SPARK (NCT03318523) was a Phase 2 trial that Biogen sponsored to test its investigational Parkinson’s therapy cinpanemab (BIIB054), which has since been discontinued. An international team of scientists analyzed DaT-SPECT data from participants enrolled in the SPARK trial to calculate the rate of SWEDD.
“In an effort to provide additional insight into the value of DaT-SPECT as an enrichment biomarker in early PD clinical trials, this report evaluated the incidence of SWEDDs in a large, multisite, interventional clinical trial,” the scientists wrote.
In total, the DaT-SPECT scans of 398 patients, taken at 77 sites, were analyzed. The majority of patients were male (70.5%) and white (90.7%). The average age at enrollment was 60, and the average time living with Parkinson’s symptoms was just under two years.
Of the 398 scans, 383 showed abnormalities in dopamine signaling, while the remaining 15 appeared normal. Thus, the SWEDD rate was 3.8%.
The researchers said that this rate is “significantly lower than rates typically observed in several large multicenter studies with similar PD populations,” which have ranged as high as 15%.
The team noted several possible explanations for this; for example, they suggested that investigators in the SPARK trial have likely had a lot of experience working with Parkinson’s, which may have allowed them to more effectively recruit patients who were likely to meet eligibility criteria.
They also noted that, since DaT-SPECT is used diagnostically in clinical practice, for some participants the imaging of dopamine irregularities to participate in SPARK may have been “merely confirmatory.”
“The result supports the view that experienced movement disorder specialists serving as principal investigators in this clinical trial were particularly adept in identifying individuals with early-stage PD via clinical assessment alone,” the researchers concluded.
“Thus, when considering the radiation risks, imaging costs, and operational burden, the added value of DaT-SPECT as an enrichment marker in the present trial was relatively small,” they wrote.
These findings also suggest that DaT-SPECT should not be a requirement for patients to get access to treatment, the team said.
“A requirement for DaT-SPECT confirmation prior to clinical treatment in routine practice would add unnecessary expense in the vast majority of cases and limit access for patients who could potentially benefit from a hypothetical approved therapy,” the researchers wrote.
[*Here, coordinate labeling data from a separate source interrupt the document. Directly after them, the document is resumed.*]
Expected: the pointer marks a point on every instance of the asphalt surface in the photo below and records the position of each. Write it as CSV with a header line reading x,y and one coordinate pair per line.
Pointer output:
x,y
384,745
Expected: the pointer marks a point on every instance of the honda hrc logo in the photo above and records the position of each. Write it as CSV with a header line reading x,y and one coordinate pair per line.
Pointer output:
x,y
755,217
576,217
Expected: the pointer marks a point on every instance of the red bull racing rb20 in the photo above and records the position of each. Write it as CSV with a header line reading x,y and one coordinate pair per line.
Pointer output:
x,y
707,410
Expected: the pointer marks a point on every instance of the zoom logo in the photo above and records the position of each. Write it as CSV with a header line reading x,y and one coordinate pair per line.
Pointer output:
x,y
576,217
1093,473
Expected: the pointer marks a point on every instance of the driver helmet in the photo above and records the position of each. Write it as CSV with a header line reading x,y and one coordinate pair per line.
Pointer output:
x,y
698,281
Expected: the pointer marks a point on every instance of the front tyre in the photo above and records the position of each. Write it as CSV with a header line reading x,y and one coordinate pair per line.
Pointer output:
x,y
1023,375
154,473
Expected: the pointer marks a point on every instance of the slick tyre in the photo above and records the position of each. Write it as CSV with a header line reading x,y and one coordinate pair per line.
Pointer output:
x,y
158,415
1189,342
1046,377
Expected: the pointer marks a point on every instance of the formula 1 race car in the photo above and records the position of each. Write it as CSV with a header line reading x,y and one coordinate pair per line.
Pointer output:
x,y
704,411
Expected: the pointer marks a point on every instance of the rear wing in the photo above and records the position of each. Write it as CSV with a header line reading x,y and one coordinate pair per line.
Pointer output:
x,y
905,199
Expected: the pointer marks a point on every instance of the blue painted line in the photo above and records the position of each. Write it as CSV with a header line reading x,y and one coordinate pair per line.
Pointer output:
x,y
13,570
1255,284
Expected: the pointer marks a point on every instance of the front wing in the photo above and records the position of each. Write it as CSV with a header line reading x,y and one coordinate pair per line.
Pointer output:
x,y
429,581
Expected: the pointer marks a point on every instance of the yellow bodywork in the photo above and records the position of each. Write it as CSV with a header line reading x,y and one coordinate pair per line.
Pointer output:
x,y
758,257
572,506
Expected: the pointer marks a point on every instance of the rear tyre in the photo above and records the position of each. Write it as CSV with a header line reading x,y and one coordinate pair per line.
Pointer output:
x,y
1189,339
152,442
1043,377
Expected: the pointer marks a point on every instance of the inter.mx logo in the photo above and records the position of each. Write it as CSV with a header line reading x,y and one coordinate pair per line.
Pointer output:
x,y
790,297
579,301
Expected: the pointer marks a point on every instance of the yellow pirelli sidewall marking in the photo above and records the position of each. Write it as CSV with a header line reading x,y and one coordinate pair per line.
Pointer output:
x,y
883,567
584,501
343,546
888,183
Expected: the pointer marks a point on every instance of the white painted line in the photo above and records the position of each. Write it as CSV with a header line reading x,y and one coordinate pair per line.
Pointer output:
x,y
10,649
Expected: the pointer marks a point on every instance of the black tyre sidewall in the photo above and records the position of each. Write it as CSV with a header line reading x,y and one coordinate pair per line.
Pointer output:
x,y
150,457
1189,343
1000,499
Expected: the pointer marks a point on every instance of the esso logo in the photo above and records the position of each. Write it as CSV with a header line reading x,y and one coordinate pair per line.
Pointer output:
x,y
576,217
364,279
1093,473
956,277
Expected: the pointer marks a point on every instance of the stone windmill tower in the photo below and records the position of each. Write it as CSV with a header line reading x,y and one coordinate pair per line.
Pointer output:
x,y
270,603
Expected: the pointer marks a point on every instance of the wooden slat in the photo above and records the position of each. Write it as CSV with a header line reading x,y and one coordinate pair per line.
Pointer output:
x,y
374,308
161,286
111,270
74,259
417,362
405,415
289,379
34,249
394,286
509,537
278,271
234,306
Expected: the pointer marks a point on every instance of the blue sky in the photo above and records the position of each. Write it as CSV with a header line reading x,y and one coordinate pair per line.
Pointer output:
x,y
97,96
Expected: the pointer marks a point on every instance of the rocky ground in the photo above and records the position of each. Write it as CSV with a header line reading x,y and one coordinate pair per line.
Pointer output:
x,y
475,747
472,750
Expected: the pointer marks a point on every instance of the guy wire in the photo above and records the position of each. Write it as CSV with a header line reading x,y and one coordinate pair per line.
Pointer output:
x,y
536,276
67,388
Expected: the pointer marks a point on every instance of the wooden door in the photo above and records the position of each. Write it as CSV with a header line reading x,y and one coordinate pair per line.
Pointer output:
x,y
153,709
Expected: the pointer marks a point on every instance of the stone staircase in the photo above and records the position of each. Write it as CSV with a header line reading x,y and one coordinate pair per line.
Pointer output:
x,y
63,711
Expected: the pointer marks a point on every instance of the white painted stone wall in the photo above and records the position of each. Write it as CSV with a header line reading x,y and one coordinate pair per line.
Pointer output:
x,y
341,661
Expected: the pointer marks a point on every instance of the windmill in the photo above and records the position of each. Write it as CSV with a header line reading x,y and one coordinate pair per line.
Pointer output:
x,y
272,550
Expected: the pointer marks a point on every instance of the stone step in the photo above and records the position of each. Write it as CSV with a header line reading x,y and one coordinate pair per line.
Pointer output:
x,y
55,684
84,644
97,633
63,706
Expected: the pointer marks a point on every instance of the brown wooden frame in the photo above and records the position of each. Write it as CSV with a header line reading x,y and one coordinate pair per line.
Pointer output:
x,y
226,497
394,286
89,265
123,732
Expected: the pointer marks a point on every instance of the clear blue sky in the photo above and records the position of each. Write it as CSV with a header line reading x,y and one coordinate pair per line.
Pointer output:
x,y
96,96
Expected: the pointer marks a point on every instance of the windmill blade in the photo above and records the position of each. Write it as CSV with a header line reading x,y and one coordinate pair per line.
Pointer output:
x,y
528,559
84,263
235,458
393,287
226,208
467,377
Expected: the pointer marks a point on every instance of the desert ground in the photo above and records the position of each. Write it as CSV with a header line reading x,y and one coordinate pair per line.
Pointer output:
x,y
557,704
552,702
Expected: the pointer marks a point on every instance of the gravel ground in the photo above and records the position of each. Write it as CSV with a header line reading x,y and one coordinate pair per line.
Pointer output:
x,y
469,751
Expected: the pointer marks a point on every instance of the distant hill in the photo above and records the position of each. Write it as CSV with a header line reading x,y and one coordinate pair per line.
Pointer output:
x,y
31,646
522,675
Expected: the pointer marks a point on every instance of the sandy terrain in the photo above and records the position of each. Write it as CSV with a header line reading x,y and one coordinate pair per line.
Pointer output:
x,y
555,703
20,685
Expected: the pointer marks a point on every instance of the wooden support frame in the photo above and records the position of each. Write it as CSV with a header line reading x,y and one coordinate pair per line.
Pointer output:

A limitation of this study, the researchers said, was that they only looked at DaT-SPECT data from when participants first entered the SPARK study. As such, it’s possible that some individuals with SWEDD may have had apparent dopamine abnormalities later on, that just weren’t readily visible yet.
“Repeat imaging would be needed to confirm that the low rate of abnormal imaging predicts a corresponding low rate of cases with no progression of [dopamine] deficit over time,” they wrote.